Je m’appelle Céline, j’ai 39 ans et je suis maman de deux enfants issus d’une première union : une fille de 13 ans et un garçon de 10 ans. J’ai également vécu une fausse couche avant de tomber enceinte de Juline, ma quatrième grossesse. Aujourd’hui, je souhaite témoigner pour aider à briser le tabou autour du deuil périnatal, car c’est un sujet qui me touche profondément. Je travaille comme éducatrice spécialisée depuis 10 ans auprès d’enfants avec une déficience intellectuelle et/ou un trouble du spectre autistique.
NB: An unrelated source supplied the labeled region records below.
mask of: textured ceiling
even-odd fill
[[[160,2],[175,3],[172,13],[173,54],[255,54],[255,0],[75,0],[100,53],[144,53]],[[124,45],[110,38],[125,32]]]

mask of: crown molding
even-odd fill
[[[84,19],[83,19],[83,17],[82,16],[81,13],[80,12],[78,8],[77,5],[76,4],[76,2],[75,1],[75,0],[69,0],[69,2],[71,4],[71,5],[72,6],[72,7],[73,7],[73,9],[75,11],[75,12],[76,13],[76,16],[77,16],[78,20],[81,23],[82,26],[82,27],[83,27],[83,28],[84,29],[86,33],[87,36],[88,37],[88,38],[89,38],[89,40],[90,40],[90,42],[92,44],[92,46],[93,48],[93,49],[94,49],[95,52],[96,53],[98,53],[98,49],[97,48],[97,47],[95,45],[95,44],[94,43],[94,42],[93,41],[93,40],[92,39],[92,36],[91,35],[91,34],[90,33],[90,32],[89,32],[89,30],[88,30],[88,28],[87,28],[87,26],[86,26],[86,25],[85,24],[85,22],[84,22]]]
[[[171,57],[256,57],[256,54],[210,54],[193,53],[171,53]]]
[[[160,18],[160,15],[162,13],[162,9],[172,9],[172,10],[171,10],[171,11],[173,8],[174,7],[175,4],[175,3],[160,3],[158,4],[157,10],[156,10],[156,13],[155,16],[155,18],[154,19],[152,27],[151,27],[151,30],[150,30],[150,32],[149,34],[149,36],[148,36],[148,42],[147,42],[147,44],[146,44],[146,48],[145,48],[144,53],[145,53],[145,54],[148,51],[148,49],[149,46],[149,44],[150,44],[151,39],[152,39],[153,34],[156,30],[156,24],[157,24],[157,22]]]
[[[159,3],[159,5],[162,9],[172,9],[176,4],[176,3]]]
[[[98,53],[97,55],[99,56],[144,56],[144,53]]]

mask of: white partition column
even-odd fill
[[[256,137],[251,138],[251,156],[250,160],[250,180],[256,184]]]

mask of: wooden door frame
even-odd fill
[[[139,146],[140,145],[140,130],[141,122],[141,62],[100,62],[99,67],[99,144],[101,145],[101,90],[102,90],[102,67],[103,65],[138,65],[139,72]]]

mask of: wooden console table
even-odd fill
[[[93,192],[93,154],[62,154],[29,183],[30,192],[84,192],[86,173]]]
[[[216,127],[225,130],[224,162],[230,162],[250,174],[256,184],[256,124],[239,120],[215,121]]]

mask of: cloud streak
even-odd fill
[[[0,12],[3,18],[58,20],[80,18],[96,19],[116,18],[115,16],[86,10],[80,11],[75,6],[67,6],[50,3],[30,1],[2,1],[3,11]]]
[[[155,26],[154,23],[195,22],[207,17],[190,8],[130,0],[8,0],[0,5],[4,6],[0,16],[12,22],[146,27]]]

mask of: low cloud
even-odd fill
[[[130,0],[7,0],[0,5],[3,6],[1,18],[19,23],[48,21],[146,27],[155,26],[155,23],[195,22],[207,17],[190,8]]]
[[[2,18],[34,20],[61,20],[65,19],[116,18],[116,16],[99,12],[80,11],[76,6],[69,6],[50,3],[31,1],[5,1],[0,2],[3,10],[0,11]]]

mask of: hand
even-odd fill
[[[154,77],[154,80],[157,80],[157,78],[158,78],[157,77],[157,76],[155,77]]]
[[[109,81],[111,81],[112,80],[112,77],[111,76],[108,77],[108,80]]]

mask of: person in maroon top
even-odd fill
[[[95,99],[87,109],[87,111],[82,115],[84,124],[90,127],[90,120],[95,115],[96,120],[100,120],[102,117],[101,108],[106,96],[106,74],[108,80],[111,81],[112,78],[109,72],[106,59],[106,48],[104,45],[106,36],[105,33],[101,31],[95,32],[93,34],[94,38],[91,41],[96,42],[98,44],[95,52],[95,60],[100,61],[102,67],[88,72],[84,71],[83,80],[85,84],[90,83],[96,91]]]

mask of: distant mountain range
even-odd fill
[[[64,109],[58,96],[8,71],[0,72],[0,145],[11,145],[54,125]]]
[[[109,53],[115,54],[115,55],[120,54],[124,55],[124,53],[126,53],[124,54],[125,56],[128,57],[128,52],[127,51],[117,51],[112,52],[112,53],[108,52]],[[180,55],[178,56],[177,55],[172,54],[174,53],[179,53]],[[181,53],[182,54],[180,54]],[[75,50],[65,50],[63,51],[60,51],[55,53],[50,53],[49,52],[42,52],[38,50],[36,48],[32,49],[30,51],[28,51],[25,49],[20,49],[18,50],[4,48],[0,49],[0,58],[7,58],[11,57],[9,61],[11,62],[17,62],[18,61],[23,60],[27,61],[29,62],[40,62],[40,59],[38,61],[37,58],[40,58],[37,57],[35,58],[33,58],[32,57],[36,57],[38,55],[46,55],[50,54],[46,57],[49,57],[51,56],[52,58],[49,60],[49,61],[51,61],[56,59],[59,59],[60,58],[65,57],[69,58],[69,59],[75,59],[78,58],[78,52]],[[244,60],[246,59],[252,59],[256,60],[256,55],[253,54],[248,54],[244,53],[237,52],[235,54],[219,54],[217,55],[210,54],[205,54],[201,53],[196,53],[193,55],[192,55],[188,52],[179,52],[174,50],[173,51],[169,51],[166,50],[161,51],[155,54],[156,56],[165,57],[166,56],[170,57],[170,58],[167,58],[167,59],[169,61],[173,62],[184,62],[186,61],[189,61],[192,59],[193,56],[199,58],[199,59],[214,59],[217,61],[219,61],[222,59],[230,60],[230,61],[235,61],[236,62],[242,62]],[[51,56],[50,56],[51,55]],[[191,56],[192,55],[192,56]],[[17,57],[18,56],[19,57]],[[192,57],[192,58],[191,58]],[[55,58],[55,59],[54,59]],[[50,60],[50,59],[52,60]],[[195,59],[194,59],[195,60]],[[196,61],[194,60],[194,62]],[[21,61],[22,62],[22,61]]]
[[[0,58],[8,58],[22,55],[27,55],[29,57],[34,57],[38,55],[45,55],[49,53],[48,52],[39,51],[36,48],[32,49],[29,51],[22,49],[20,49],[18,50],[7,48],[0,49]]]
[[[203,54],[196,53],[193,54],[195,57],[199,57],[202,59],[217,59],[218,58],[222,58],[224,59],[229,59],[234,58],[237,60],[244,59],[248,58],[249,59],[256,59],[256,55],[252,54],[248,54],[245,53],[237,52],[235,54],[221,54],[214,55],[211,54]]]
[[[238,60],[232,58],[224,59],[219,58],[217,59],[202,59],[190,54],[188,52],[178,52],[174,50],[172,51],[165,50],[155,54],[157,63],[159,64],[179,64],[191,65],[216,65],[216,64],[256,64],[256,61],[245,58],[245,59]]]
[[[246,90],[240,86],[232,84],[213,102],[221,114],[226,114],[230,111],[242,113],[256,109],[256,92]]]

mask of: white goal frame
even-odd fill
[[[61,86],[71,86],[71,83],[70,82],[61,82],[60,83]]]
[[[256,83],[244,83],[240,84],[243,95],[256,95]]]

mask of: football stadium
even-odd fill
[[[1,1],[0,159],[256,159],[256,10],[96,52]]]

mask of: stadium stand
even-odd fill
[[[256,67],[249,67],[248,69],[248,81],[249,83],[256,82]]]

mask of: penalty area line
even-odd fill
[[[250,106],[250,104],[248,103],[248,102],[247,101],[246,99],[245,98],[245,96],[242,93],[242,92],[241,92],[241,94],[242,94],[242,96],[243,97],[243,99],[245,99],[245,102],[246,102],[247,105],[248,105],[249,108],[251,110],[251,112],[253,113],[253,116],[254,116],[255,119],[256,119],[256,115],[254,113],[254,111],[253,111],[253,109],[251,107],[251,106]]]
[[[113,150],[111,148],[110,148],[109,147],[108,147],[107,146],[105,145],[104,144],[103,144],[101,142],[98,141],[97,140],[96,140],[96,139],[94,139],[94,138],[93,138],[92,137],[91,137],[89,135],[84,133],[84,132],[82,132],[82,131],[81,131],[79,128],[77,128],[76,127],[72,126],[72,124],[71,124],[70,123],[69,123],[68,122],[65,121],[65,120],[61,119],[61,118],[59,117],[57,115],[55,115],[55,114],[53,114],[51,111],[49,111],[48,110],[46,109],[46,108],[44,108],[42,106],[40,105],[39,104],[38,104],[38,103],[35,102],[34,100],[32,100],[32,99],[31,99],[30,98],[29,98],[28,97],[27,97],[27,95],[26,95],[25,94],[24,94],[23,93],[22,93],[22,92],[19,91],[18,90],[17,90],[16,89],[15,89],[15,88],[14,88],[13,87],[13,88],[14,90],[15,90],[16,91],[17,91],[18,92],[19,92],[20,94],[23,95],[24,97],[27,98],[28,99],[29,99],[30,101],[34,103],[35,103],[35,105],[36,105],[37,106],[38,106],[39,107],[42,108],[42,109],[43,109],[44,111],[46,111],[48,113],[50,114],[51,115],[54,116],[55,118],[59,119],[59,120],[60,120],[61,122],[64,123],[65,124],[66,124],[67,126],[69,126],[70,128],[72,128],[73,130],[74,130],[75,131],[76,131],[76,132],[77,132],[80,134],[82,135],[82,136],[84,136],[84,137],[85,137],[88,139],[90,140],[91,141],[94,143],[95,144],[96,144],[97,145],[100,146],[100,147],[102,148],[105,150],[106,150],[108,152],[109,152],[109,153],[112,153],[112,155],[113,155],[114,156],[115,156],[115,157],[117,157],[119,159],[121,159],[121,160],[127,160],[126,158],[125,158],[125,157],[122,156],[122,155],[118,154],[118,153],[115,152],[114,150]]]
Comment s’est passée ta 4e grossesse ?
Dès le début, j’ai senti que quelque chose n’allait pas. J’ai commencé à perdre du sang, ce qui m’a obligée à rester alitée pendant un mois. Les médecins ne comprenaient pas pourquoi. On m’a évoqué la possibilité que cela soit dû à une grossesse gémellaire. J’avais cette intuition que quelque chose n’allait pas. Physiquement, c’était très difficile, et mentalement, je portais cette angoisse sans réussir à l’exprimer.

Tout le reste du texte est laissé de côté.